The Church, incensed that Galileo would dare to challenge the “wisdom” of the day concerning gravity as well as his theory that the Sun– not the Earth–was the center of the universe, felt Galileo was nothing less than a heretic. After 18 days of formal interrorgation (and using threats of torture), Galileo confessed under duress that he may have worded his support for the Copernican case a little too strongly. Despite this, he was placed under house arrest in 1633 where he remained until his death in 1642.

At the end of the last Apollo 15 moon walk (1971), a live demonstration was performed before the television cameras by Commander David Scott using a feather and a geologic hammer. Because the atmosphere on the moon did not provide the same air resistance that one finds on our planet, both objects–released at the same time– fell at the same rate and landed at the same time. Despite this very public demonstration which is preserved on tape, the Church did not see fit to formally reverse its stance on Galileo’s theories until 1983. You read it right, people…1983!!

My son was aghast that anyone would be treated in such a manner for merely encouraging the broadening of intellectual thought and for daring to promote new scientific theories. I told him that this was why his father and I are such strong advocates of the Separation of Church and State. “No church, regardless of denomination, should have the power to decide what is or is not accepted or studied as scientific or historical fact or to censure those who promote such knowledge,” I said. “It would be tremendously naive to believe that what happened to Galileo could not still happen, in some form or other, in our country now.”
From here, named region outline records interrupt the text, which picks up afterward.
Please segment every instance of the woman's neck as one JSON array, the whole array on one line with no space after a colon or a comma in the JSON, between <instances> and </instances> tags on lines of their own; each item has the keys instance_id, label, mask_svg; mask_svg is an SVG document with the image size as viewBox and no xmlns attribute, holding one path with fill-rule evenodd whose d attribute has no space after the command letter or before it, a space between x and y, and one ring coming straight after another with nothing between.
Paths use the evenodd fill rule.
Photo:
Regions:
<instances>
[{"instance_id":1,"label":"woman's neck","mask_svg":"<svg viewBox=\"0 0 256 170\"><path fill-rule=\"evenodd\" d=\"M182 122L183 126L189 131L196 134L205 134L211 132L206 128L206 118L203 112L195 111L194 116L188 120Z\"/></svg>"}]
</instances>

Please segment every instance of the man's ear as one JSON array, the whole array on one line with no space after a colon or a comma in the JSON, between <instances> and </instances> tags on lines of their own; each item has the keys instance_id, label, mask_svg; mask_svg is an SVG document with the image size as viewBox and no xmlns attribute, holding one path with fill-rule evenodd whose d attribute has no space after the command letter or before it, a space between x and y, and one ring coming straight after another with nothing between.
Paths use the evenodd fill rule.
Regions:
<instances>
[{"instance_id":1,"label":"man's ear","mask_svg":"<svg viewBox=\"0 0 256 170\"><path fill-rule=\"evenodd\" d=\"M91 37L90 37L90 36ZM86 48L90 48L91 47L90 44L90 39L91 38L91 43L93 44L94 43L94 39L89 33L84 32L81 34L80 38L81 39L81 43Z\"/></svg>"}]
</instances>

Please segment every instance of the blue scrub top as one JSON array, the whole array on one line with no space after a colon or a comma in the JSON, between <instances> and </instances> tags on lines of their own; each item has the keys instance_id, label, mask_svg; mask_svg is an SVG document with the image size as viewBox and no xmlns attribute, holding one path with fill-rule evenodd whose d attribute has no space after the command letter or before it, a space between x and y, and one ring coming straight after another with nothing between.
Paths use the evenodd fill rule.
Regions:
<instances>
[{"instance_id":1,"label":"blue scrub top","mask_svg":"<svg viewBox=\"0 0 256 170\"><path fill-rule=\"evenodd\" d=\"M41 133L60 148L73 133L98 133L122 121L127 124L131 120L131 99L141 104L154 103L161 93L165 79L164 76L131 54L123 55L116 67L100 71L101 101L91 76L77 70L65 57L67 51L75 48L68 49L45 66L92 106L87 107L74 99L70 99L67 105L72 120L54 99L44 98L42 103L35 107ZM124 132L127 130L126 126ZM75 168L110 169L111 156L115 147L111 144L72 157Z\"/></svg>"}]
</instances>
You think I’m being an alarmist? Then consider the following two things:

1) The steady encroachment of fundamentalism in this country. Make no mistake, fundamentalism means the death of intellectual growth, regardless of which religion it attaches itself to. There are people being elected to the highest of public offices who maintain that Abraham lived to be several hundred years old and that the world, according to their religious views, is only 6,000 years old. Especially worrisome are the words of Evangelical guru and former head hypocrite of the National Association of Evangelicals, Ted Haggard. Haggard, who “was asked to leave” his post after it was revealed that, despite his attacks on homosexuality, he had engaged in a three year sexual relationship with a male prostitute who also sold him methanphetamines. (Yes….THAT Ted Haggard!) The evangelist, in a taped interview, warned esteemed British ethologist/evolutionist, Richard Dawkins, that it wouldn’t be long before the majority of people understood the 6,000 year theory to be TRUTH. If that doesn’t frighten you, then I have a “science textbook” to show you that is used by fundamentalist homeschooling parents here in Texas. I hope I’m dead when the day comes that public school teachers are required to teach your child that there were pairs of dinosaurs on the ark and that Noah used bags of fireflies to light the dark lower chambers of his watercraft.

2) The present administration just made it legal for the government to torture people. The same government that is presently led by men who–if one believes the public boasts of Haggard–lend their ear to Pastor Ted (who claimed he spoke to George Bush on a weekly basis) and others like him.

NOW are you scared? You ought to be.